Description
Enjoy fluffy gnocchi enveloped in creamy burrata and vibrant basil pesto, complemented by juicy cherry tomatoes for a quick and delightful meal.
Ingredients
Scale
- 1 pound store-bought gnocchi
- 1 cup fresh basil pesto
- 8 ounces burrata cheese, torn into pieces
- 1 pint cherry tomatoes, halved
- 2 tablespoons extra virgin olive oil
- 2 cloves garlic, minced
- Salt, to taste
- Pepper, to taste
Instructions
- Prepare the Ingredients: Rinse the cherry tomatoes under cold water and slice them in half.

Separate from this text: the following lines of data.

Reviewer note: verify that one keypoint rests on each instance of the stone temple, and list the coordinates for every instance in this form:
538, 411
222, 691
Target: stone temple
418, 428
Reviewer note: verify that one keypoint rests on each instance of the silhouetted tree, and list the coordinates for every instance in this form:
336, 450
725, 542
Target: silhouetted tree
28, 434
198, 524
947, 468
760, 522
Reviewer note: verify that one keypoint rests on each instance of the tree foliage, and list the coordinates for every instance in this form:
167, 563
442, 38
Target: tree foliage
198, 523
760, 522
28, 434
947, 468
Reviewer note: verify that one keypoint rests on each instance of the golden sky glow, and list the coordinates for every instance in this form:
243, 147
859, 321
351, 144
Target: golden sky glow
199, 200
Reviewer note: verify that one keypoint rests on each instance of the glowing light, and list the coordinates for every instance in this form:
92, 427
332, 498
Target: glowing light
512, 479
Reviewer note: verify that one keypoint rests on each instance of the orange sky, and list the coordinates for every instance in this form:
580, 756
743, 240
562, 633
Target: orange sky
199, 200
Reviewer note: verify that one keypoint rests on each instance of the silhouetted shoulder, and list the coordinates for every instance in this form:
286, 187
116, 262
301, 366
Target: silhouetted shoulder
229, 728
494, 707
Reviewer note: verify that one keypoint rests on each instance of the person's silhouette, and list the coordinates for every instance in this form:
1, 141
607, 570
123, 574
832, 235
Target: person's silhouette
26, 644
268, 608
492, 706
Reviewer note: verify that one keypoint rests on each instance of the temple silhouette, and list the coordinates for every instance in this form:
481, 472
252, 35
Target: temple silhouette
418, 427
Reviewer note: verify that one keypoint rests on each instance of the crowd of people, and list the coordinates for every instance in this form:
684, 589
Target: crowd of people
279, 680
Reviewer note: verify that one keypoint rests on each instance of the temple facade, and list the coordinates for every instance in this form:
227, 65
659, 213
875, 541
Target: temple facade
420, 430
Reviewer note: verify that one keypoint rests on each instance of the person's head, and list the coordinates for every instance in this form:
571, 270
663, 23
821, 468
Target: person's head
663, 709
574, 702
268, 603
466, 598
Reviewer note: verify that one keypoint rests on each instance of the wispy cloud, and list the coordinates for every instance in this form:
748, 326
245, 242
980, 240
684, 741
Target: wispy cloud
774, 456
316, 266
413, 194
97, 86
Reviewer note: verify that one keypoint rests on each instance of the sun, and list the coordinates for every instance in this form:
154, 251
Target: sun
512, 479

- Cook the Gnocchi: Bring a large pot of salted water to boil. Add the gnocchi and cook until they float, about 2 minutes. Drain and set aside.
- Sauté the Cherry Tomatoes: In a large skillet over medium heat, add olive oil and minced garlic. Sauté for 1 minute before adding halved cherry tomatoes. Cook until soft, about 5 minutes.
- Combine Gnocchi and Pesto: Add cooked gnocchi to the skillet with tomatoes. Pour in pesto and stir gently until fully coated.
- Add Burrata: Dollop torn burrata over the mixture and let it melt slightly as you stir gently.
- Serve It Up: Transfer to serving plates, drizzle with additional olive oil if desired, and enjoy!
Nutrition
- Serving Size: 1 plate (250g)
- Calories: 450
- Sugar: 3g
- Sodium: 350mg
- Fat: 26g
- Saturated Fat: 9g
- Unsaturated Fat: 15g
- Trans Fat: 0g
- Carbohydrates: 42g
- Fiber: 3g
- Protein: 12g
- Cholesterol: 40mg
Keywords: Swap burrata for mozzarella if needed. Add sautéed spinach for extra greens or sprinkle red pepper flakes for a kick. Store leftovers in an airtight container in the fridge for up to three days.